NASA astronaut Kate Robins will vote from space
NASA has confirmed that NASA astronaut and aerospace engineer Kate Robins is planning to vote from the International Space Station, where she will be stationed during the voting period.
Robins and two Russian astronauts will Spend six months in space as part of the Expedition 63/64 crew. When launched in October, Robins will research “the use of laser-cooled atoms for future quantum sensors” and conduct cardiovascular experiments from the space station.

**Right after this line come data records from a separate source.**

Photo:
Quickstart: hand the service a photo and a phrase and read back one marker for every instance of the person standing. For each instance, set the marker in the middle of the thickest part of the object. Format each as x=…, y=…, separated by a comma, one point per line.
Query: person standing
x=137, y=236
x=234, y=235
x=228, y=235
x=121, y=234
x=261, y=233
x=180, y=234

But she will make time to vote, too. NASA said it cast its vote from space in 2016, when it was looking again at the space station. (During the 2016 spaceflight, I became a The first person to do a DNA sequence in space.)
How to Vote from Space
Astronauts registered to vote in Texas gained the right to vote from space in 1997, when Texas lawmakers decided that they could electronically cast their ballots outside of Earth if they were on a space flight during the early voting period or Election Day, according to Smithsonian National Air and Space Museum. NASA’s Johnson Space Center is located in Houston, so most of the astronauts are in the city and registered to vote in Harris County, where Houston is located.
The process of voting in space It works like thisNASA told CNN: The Harris County Clerks office is uploading a secure electronic ballot to the NASA Johnson Space Center Mission Control. NASA astronauts, using specific credentials, access their ballot papers and cast their votes, which are delivered back to the county clerk’s office via email.